Consider a multi-class labelling problem, where the labels can take values in $[k]$, and a predictor predicts a distribution over the labels. In this work, we study the following foundational question: Are there notions of multi-class calibration that give strong guarantees of meaningful predictions and can be achieved in time and sample complexities polynomial in $k$? Prior notions of calibration exhibit a tradeoff between computational efficiency and expressivity: they either suffer from having sample complexity exponential in $k$, or needing to solve computationally intractable problems, or give rather weak guarantees. Our main contribution is a notion of calibration that achieves all these desiderata: we formulate a robust notion of projected smooth calibration for multi-class predictions, and give new recalibration algorithms for efficiently calibrating predictors under this definition with complexity polynomial in $k$. Projected smooth calibration gives strong guarantees for all downstream decision makers who want to use the predictor for binary classification problems of the form: does the label belong to a subset $T \subseteq [k]$: e.g. is this an image of an animal? It ensures that the probabilities predicted by summing the probabilities assigned to labels in $T$ are close to some perfectly calibrated binary predictor for that task. We also show that natural strengthenings of our definition are computationally hard to achieve: they run into information theoretic barriers or computational intractability. Underlying both our upper and lower bounds is a tight connection that we prove between multi-class calibration and the well-studied problem of agnostic learning in the (standard) binary prediction setting.

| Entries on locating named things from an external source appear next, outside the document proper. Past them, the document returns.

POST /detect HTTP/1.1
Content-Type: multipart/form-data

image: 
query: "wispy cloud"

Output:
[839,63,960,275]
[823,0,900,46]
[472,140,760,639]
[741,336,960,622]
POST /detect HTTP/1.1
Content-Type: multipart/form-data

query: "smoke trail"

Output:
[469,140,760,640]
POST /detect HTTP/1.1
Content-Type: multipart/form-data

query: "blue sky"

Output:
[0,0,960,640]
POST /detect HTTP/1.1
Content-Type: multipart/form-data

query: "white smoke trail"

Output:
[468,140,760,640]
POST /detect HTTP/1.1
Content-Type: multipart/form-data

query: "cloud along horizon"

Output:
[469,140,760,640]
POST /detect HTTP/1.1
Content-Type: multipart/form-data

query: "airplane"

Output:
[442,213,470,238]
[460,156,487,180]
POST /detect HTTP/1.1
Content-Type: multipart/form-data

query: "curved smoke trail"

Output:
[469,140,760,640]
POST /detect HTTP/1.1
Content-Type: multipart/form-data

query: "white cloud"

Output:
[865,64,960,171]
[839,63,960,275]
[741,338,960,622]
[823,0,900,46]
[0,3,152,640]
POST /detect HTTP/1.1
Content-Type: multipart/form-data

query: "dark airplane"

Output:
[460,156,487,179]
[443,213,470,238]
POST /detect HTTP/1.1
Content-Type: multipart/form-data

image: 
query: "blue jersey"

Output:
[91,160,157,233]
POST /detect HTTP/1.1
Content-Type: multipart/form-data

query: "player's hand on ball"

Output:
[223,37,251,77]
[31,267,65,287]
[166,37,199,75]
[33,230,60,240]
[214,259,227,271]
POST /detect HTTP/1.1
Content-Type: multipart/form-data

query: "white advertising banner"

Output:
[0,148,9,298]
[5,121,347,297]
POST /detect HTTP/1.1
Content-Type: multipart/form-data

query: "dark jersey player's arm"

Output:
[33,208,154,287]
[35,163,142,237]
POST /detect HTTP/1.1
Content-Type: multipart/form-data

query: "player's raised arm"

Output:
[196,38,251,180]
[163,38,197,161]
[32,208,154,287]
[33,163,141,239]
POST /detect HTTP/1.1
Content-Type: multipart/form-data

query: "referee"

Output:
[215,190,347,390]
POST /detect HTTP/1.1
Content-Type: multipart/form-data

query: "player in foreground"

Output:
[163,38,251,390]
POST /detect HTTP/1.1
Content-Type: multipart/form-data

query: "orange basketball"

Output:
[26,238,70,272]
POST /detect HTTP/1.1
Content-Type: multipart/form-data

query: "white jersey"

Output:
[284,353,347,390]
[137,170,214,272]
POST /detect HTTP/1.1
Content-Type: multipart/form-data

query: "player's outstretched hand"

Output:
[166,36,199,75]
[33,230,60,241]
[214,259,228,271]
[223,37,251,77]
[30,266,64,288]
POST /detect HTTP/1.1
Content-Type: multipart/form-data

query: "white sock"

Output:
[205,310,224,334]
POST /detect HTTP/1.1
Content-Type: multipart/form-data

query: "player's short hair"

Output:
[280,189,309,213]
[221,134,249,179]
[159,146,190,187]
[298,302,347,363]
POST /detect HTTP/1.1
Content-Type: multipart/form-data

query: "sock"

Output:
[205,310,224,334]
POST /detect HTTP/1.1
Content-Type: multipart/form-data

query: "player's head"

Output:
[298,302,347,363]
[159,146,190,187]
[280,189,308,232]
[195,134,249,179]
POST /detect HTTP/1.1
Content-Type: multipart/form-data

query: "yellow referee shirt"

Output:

翻译：考虑一个多类标注问题，其中标签取值于$[k]$，预测器输出标签上的一个概率分布。本文研究以下基础性问题：是否存在一类多类校准概念，既能提供有意义的预测保证，又能在时间和样本复杂度上实现$k$的多项式级别？现有校准概念在计算效率与表达能力之间存在权衡：它们要么需要$k$的指数级样本复杂度，要么需解决计算难解问题，要么仅能提供较弱的保证。我们的主要贡献是提出一种同时满足所有需求的校准概念：我们为多类预测构建了鲁棒的投影平滑校准概念，并给出在此定义下高效校准预测器的新算法，其复杂度为$k$的多项式。投影平滑校准为所有下游决策者提供了强保证——这些决策者希望将预测器用于形式为“标签是否属于子集$T \subseteq [k]$”的二分类问题（例如：这是否为动物图像？）。该概念确保通过对$T$中标签的预测概率求和所得的概率，与针对该任务的某个完美校准二分类预测器的输出概率相近。我们还证明，对本定义的自然强化在计算上是难以实现的：它们会遭遇信息论障碍或计算不可行性问题。我们上界与下界证明的共同基础，是所建立的多类校准与（标准）二分类设定中充分研究的不可知学习问题之间的紧密联系。